As discussed above, a hitlist is generated for each execution of BROOD. All of the hitlists are written in the file format specified by the output file name -out, which defaults to gzipped OEB format .oeb.gz, if the -out is not specifically used. For instance, if -out Output.oeb is specified, the hitlist will have OEB format instead. The first entry in the hitlist is the query molecule. Each subsequent analog molecule in the hitlist is oriented in the optimum overlay on the query molecule. For the -scoreType linkOnly hitlist, this overlay is the optimum overlay of the attachment point atoms. In addition, by default, the similarity scores and physical property data for each molecule are attached as SDTags (OEB and SD format only).

By default, the hitlist files are written periodically while the search is being carried out. This allows a user to examine results at intermediate stages without waiting for the entire search to complete.

If the -in flag specified a 2D input molecule, then all of the analog molecules in the hitlist will likewise be in 2D format, though the fragment similarity search will have been carried out in 3D. When using the graphical interface with a 2D input molecule, a 3D molecule is generated prior to processing and the output format will always be 3D.

Below we provide a description of some of the SDtags attached to the hitlist molecules:

AroRingCt: Number of aromatic rings in the molecule

ClusterID/IdeaGroup: ClusterID of the molecule

color: Color Tanimoto score of the replacement fragment against the query fragment

combo: Shape + color Tanimoto combo score of the replacement fragment against the query fragment

Egan: Boolean specifying whether the molecule passes the Egan bioavailability model

Fragment: SMILES string of the replacement fragment

freq: Frequency of the replacement fragment

fsp3C: Fraction of sp3 hybridized carbon atoms in the molecule

HvyAtoms: Number of heavy atoms in the molecule

LipinskiDon: Number of Lipinski donors in the molecule

LipinkskiAcc: Number of Lipinski acceptors in the molecule

LipinskiFail: Boolean specifying whether the molecule fails Lipinski’s Rule of Five

Local strain: Calculated local strain of the molecule

Delta Local strain: Calculated delta local strain of the hit with respect to the query molecule

Molecular TanimotoCombo: Shape + color Tanimoto combo score of the molecule against the query molecule

MolWt: Molecular weight of the molecule

p(active): Belief score of the molecule [Muchmore-2008]

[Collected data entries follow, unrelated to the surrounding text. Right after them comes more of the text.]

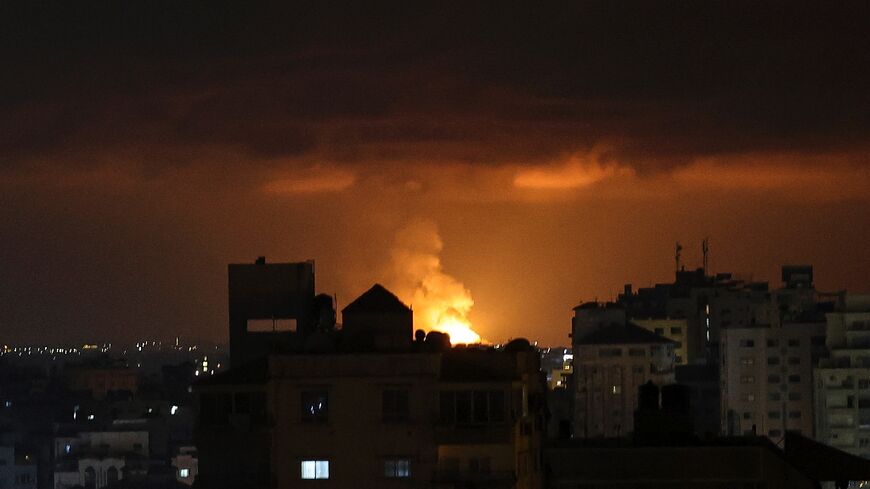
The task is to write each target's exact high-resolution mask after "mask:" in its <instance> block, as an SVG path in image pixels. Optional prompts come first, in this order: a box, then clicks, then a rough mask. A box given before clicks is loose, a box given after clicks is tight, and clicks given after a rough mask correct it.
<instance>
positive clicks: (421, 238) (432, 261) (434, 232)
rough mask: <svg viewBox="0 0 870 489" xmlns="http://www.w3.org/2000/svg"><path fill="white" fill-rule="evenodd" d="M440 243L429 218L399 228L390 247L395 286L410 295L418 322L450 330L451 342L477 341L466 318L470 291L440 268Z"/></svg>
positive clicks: (474, 331) (433, 326)
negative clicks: (421, 220) (429, 219)
mask: <svg viewBox="0 0 870 489" xmlns="http://www.w3.org/2000/svg"><path fill="white" fill-rule="evenodd" d="M442 247H443V243H442V242H441V237H440V236H439V235H438V229H437V227H436V226H435V224H434V223H432V222H430V221H416V222H413V223H411V224H410V225H408V226H406V227H405V228H403V229H402V230H401V231H399V233H398V235H397V237H396V246H395V247H394V248H393V266H394V269H395V270H394V271H395V273H396V280H397V284H399V287H397V290H398V291H399V295H400V296H401V297H405V298H409V299H410V300H409V302H410V303H411V305H412V306H413V307H414V319H415V322H416V323H417V325H418V326H420V327H422V328H424V329H427V330H430V331H440V332H442V333H447V334H449V335H450V342H451V343H453V344H460V343H465V344H472V343H480V342H481V338H480V335H479V334H477V333H476V332H475V331H474V330H473V329H472V328H471V321H469V320H468V314H469V312H471V308H472V307H473V306H474V300H473V299H472V298H471V292H469V291H468V289H466V288H465V285H463V284H462V283H461V282H459V281H458V280H456V279H455V278H453V277H452V276H450V275H448V274H446V273H444V271H443V270H442V269H441V259H440V258H439V254H440V252H441V249H442Z"/></svg>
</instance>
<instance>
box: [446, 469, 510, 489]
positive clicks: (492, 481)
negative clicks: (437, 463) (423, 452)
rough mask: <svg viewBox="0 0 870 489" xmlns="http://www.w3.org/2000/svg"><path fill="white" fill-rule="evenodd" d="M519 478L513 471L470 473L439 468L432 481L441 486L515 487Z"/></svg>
mask: <svg viewBox="0 0 870 489" xmlns="http://www.w3.org/2000/svg"><path fill="white" fill-rule="evenodd" d="M516 480H517V477H516V474H514V472H513V471H508V470H505V471H491V472H470V471H456V470H450V469H444V468H439V469H436V470H435V474H434V475H433V477H432V481H433V482H435V483H439V484H454V485H455V486H456V487H465V486H466V485H467V486H468V487H483V486H484V485H485V486H486V487H513V486H514V484H515V483H516Z"/></svg>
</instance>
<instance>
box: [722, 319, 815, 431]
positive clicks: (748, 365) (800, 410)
mask: <svg viewBox="0 0 870 489" xmlns="http://www.w3.org/2000/svg"><path fill="white" fill-rule="evenodd" d="M721 346H722V348H721V362H722V363H721V366H720V368H721V392H722V412H721V417H722V427H723V428H724V430H725V433H726V434H727V435H749V434H758V435H762V436H767V437H768V438H770V439H771V440H772V441H773V442H774V443H778V442H781V441H782V438H783V437H784V436H785V433H786V431H794V432H798V433H801V434H803V435H805V436H807V437H812V436H813V432H814V423H813V380H812V379H813V368H814V367H815V366H816V365H817V363H818V361H819V358H820V357H821V356H822V355H823V354H824V353H825V324H824V323H823V322H811V323H787V324H784V325H782V326H779V327H776V326H769V325H755V326H753V327H748V328H746V327H744V328H725V329H723V330H722V341H721Z"/></svg>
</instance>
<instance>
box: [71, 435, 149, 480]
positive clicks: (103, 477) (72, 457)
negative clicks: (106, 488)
mask: <svg viewBox="0 0 870 489" xmlns="http://www.w3.org/2000/svg"><path fill="white" fill-rule="evenodd" d="M54 459H55V461H56V462H55V470H54V487H55V489H70V488H75V487H84V488H85V489H100V488H102V487H106V486H107V485H110V484H113V483H116V482H117V481H119V480H122V479H125V478H127V477H129V476H130V475H132V474H141V475H144V474H145V473H146V472H147V470H148V459H149V457H148V432H147V431H97V432H80V433H76V434H73V435H70V436H60V437H57V438H55V440H54Z"/></svg>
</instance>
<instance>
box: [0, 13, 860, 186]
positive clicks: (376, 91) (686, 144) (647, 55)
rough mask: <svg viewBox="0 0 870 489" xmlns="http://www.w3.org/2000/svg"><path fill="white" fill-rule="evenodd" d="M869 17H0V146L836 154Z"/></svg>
mask: <svg viewBox="0 0 870 489" xmlns="http://www.w3.org/2000/svg"><path fill="white" fill-rule="evenodd" d="M867 9H868V7H867V6H866V5H865V4H862V3H858V2H854V3H850V2H845V3H837V4H836V5H832V4H804V2H798V3H797V4H795V3H779V2H777V3H758V2H692V3H686V2H675V1H674V2H672V1H665V2H640V1H638V2H634V1H630V2H604V1H586V2H564V3H560V2H555V3H548V4H547V5H532V4H531V3H529V4H526V3H510V4H505V3H504V2H498V3H492V4H485V3H478V4H474V5H467V4H462V3H450V2H447V3H438V4H431V5H418V4H416V3H415V4H414V5H407V4H405V3H399V2H388V3H378V4H377V5H365V6H360V5H353V2H347V4H346V5H339V4H330V5H323V3H322V2H291V3H274V4H272V3H263V4H257V5H240V4H237V3H233V2H194V1H182V2H137V1H131V2H119V3H110V2H85V3H76V4H69V3H65V2H47V3H40V4H38V5H35V4H31V3H25V2H21V3H15V2H11V3H7V5H6V7H5V10H6V11H5V12H4V13H5V14H6V15H4V16H3V18H4V21H3V30H4V41H3V50H2V52H3V53H4V54H8V55H9V58H8V59H10V63H12V64H13V65H14V69H11V70H7V73H6V75H5V76H4V77H3V80H2V83H0V89H2V90H3V92H4V94H6V96H5V97H4V99H5V102H4V108H5V109H6V110H4V111H3V115H2V116H0V127H2V128H3V129H4V131H3V133H4V136H3V139H2V140H0V148H2V150H3V152H4V154H6V155H7V158H13V157H14V158H21V159H25V158H27V157H29V156H33V155H41V154H42V155H47V156H56V153H57V152H59V151H63V152H64V153H65V154H66V155H67V156H74V155H75V153H76V151H77V150H78V149H79V148H82V147H94V146H103V147H113V146H121V147H129V146H130V145H133V146H154V145H160V146H162V147H166V146H177V147H185V148H187V149H186V154H188V155H189V158H190V159H192V160H195V159H196V158H195V154H196V149H197V147H199V146H200V145H206V146H207V145H225V146H229V147H237V148H241V149H242V150H244V151H247V152H249V153H250V154H252V155H254V156H256V157H281V156H293V155H299V154H304V153H318V150H323V151H325V152H326V153H328V154H329V153H331V154H332V156H333V157H334V158H335V159H336V160H355V159H365V158H370V157H372V156H373V152H372V151H371V150H370V149H371V147H372V146H373V145H378V144H384V145H390V144H394V145H401V146H402V148H401V149H397V147H396V146H393V147H391V148H388V149H386V150H384V151H383V152H382V156H383V157H386V158H397V159H416V158H419V155H417V154H415V148H416V146H415V145H413V144H408V143H409V142H420V143H431V144H433V145H435V144H440V143H445V144H446V145H448V146H450V147H451V148H452V150H451V151H450V155H449V157H450V158H454V159H456V160H459V161H468V162H490V163H491V162H494V163H499V162H504V161H512V162H516V161H517V160H526V161H530V162H533V163H536V162H539V161H541V160H547V159H548V158H553V157H554V156H556V155H559V154H564V153H570V152H573V151H578V150H584V149H588V148H589V147H591V146H592V145H594V144H597V143H600V142H602V141H605V142H611V143H612V142H614V141H616V142H618V144H617V146H618V150H617V152H616V153H617V154H618V155H619V156H621V157H622V158H623V159H625V160H626V162H627V163H630V164H633V165H636V166H638V167H640V168H641V169H644V170H648V169H655V168H657V167H659V166H660V165H665V166H671V165H673V164H679V163H682V162H687V161H691V159H692V158H694V157H697V156H703V155H710V154H720V153H729V152H746V151H764V150H783V149H795V148H800V149H804V150H813V151H826V150H829V149H844V148H851V147H855V146H856V145H860V144H863V143H864V141H866V140H867V136H868V132H870V94H868V92H867V90H866V89H865V87H866V86H870V62H868V58H867V56H866V55H865V53H866V52H867V51H868V49H870V38H868V36H866V32H868V30H870V15H868V14H870V12H868V11H867ZM462 141H464V142H467V144H465V145H464V146H463V147H461V146H460V145H459V142H462ZM338 146H341V147H340V148H339V147H338ZM146 154H147V153H146ZM318 154H322V153H318ZM375 156H376V155H375ZM148 163H149V162H146V164H148ZM155 164H158V163H155Z"/></svg>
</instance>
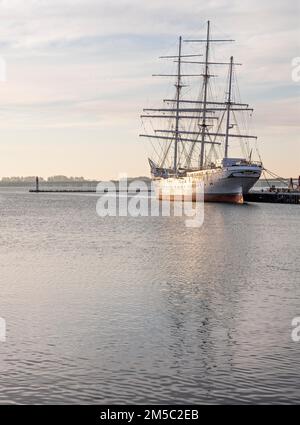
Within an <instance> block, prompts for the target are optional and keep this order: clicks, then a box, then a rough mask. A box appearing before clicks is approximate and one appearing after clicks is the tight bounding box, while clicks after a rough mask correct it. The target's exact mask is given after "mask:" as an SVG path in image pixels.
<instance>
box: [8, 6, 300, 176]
mask: <svg viewBox="0 0 300 425" xmlns="http://www.w3.org/2000/svg"><path fill="white" fill-rule="evenodd" d="M299 4H300V2H299V1H296V0H285V1H284V2H283V1H282V0H280V1H279V0H243V1H241V0H206V1H200V0H184V1H182V0H164V1H161V0H151V1H146V0H107V1H106V0H26V1H24V0H2V1H0V16H1V25H0V80H2V81H1V82H0V176H1V177H3V176H21V175H23V176H26V175H40V176H43V177H47V176H50V175H56V174H64V175H68V176H84V177H86V178H95V179H111V178H116V177H118V176H119V174H120V173H122V174H124V173H126V174H128V175H129V176H141V175H149V169H148V163H147V155H148V150H147V148H146V146H145V143H144V142H143V140H142V139H140V138H139V137H138V135H139V133H140V132H141V121H140V118H139V116H140V113H141V111H142V109H143V107H146V106H147V105H150V104H151V105H153V106H154V107H155V106H159V102H160V100H161V99H162V97H163V94H165V88H164V87H163V84H165V83H166V82H165V81H161V80H157V79H153V78H152V77H151V75H152V74H153V73H154V72H156V71H158V70H159V62H158V59H157V58H158V56H160V55H162V54H165V53H168V54H172V53H173V52H175V49H176V43H177V39H178V36H179V35H183V36H184V37H187V38H189V37H202V36H203V35H204V33H205V23H206V21H207V20H208V19H210V20H211V25H212V32H213V34H214V36H216V37H219V36H221V37H224V36H226V37H229V38H233V39H235V40H236V42H235V43H234V45H230V47H228V46H227V47H226V49H227V50H225V51H223V52H222V55H223V56H224V55H225V53H226V54H227V52H228V55H230V54H231V52H232V54H233V55H234V57H235V58H237V60H238V61H239V62H242V63H243V66H242V67H241V69H239V70H238V72H239V74H238V77H239V88H240V91H241V96H242V100H243V101H244V102H246V103H250V104H251V106H252V107H253V108H254V110H255V113H254V116H253V123H254V124H253V126H254V129H255V134H256V135H257V136H258V146H259V151H260V154H261V157H262V159H263V162H264V165H265V167H266V168H268V169H270V170H272V171H273V172H275V173H277V174H279V175H281V176H285V177H289V176H294V177H296V176H298V175H299V174H300V120H299V115H300V101H299V94H300V69H299V73H297V69H295V63H297V59H295V58H299V57H300V30H299V22H300V6H299ZM229 49H231V50H229ZM292 61H294V68H293V66H292ZM295 61H296V62H295ZM299 64H300V59H299ZM293 69H294V75H296V77H297V76H299V78H296V79H295V78H294V80H295V81H294V80H293V78H292V75H293V74H292V72H293ZM297 80H299V81H297Z"/></svg>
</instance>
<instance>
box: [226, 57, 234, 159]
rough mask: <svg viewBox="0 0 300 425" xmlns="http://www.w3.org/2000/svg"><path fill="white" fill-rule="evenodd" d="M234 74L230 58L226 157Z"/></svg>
mask: <svg viewBox="0 0 300 425" xmlns="http://www.w3.org/2000/svg"><path fill="white" fill-rule="evenodd" d="M232 72H233V56H231V57H230V65H229V85H228V98H227V119H226V132H225V134H226V136H225V155H224V157H225V158H227V157H228V138H229V129H230V110H231V91H232Z"/></svg>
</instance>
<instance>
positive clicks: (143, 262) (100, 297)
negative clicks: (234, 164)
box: [0, 193, 300, 403]
mask: <svg viewBox="0 0 300 425" xmlns="http://www.w3.org/2000/svg"><path fill="white" fill-rule="evenodd" d="M96 200H97V199H96V198H95V197H94V196H85V195H67V194H62V195H59V194H56V195H51V194H49V195H47V194H45V195H42V196H35V195H28V194H26V193H24V194H20V193H18V194H16V193H4V194H3V201H2V203H1V206H2V219H1V222H0V227H1V232H0V235H1V247H0V251H1V257H0V258H1V283H0V285H1V286H0V287H1V304H0V307H1V309H0V316H1V317H3V318H5V319H6V323H7V338H6V342H5V343H1V351H0V352H1V354H0V368H1V382H0V401H1V402H12V403H13V402H17V403H29V402H31V403H77V402H82V403H118V402H119V403H158V402H162V403H164V402H166V403H179V402H183V403H184V402H185V403H214V402H221V403H232V402H242V403H253V402H261V403H266V402H282V403H288V402H291V401H298V400H299V396H300V370H299V367H298V366H297V363H298V359H299V350H300V345H299V344H297V343H294V342H292V340H291V331H292V329H291V320H292V318H293V317H294V316H297V315H299V314H300V312H299V299H300V289H299V277H300V268H299V258H298V252H299V240H300V234H299V233H300V230H299V229H300V226H299V211H298V207H297V206H293V205H264V204H260V205H243V206H235V205H218V204H207V205H206V206H205V222H204V225H203V226H202V227H201V228H187V227H186V226H185V224H184V220H185V219H184V218H182V217H176V218H172V217H170V218H166V217H161V218H158V217H152V218H151V217H144V218H126V217H122V218H109V217H108V218H105V219H100V218H99V217H97V215H96V214H95V205H96Z"/></svg>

RingCt: Number of ring atoms

RingRatio: Ratio of the number of ring atoms to the total number of heavy atoms

Rotors: Number of rotatable bonds in the molecule

shape: Shape Tanimoto score of the replacement fragment against the query fragment

Source Mols: SMILES strings of the molecules the replacement fragment is part of

Source Mol Labels: Labels of the molecules the replacement fragment is part of

tPSA: Calculated topological polar surface area of the molecule

Veber: Boolean specifying whether the molecule passes the Veber bioavailability model

XlogP: Calculated LogP of the molecule

Removed File

At the end of the primary fragment search, a complete hitlist is generated. In postprocessing, the fragments are built into whole molecules and tested for strain, the newly formed bonds are examined for chemical stability, potential duplicates in the hitlist are removed, and the new molecules are checked for bumps with the protein environment and against the optional selectivity protein. At any of these stages, fragments that are similar according to the primary search criteria may be removed from the hitlist for these secondary criteria. In rare cases, few fragments may remain in the final hitlist and the user may want to examine the removed fragments without needing to rerun the entire search. For this reason, any fragment removed at the postprocessing stage is written to the removed hitlist brood_1_removed.oeb.gz.